SAN GABRIEL – The past has come alive in San Gabriel. Officials and community leaders gathered at the San Gabriel Mission on Tuesday to dedicate the restoration and relocation to a city park of the sole remaining section of a masonry millrace built in 1823 for Chapman’s Mill. Chapman’s Mill was a cornerstone of the agricultural community centered on the old mission.
The 20-foot, 15-ton section of masonry waterway was relocated to Plaza Park on the grounds of the mission and installed as an educational exhibit, featuring running water, for the many visitors to the adjacent mission.
Excavated by archaeologists, the millrace was carefully moved during the summer from a nearby railroad right-of-way to permit mass excavation for an Alameda Corridor-East Construction Authority project to lower the railroad in a 30-foot-deep, concrete-walled trench with bridges spanning the new trench at four crossings in San Gabriel.
The historic millrace was built in the 1820s by the Gabrielino Tribe who lived at the San Gabriel Mission. It was designed by JOseph Chapman who was described as an "ex pirate."
Mike Hart, a historian who was very knowledgeable with the millrace, said it was part of a larger system that irrigated the San Gabriel Valley in those days.
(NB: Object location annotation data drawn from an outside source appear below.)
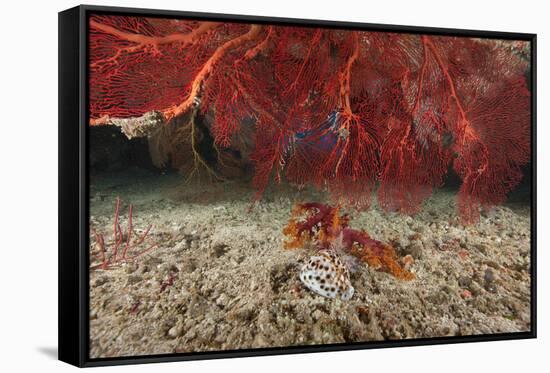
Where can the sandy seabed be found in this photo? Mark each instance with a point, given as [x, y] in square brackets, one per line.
[221, 280]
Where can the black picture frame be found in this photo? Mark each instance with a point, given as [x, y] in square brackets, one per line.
[74, 186]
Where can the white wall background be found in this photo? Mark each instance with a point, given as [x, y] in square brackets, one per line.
[28, 184]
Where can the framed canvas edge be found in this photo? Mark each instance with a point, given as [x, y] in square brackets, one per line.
[73, 194]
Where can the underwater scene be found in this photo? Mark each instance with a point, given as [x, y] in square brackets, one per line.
[260, 186]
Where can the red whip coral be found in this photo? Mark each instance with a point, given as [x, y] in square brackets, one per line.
[344, 110]
[323, 225]
[123, 242]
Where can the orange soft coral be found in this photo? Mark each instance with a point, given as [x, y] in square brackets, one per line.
[323, 224]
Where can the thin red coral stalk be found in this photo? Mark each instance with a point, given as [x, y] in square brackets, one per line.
[106, 260]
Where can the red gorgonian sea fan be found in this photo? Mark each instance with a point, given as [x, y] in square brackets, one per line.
[355, 112]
“This millrace was part of a large water system that irrigated over 6,000 acres of land altogether,” Hart said. “It’s a mortar-lined structure that channeled water directly to the mill before in went in to turn the mill wheel. It carried water. It was an aqueduct.”
Hart added there isn’t much left of this kind and that what is found needs to be preserved.
“This find is very important because the San Gabriel Valley developed so quick after the mission era that a lot of the principle mission irrigation system and buildings were destroyed,” he said. “At the end of the 1840s Americans had started to come in and this area developed so very fast, which erased a lot of the old mission system.”
Fr. Bruce Wellems of the mission agreed.
“Anytime you find artifacts like that it connects you with history,” Wellems said. “So that’s cool. I never made the connection of how important aqueducts were to the life of the mission.”
Steve Wilkinson of San Dimas works at the nearby Mission Playhouse and stopped by for the festivities. He said it was wonderful the millrace was being preserved.
“I think it looks great,” he said. “I think it is way cool they decided to put it here instead of just getting dug up and lost forever.
The millrace and historical drawings on display is visable to the public at the Plaza Park, located in front the San Gabriel Mission.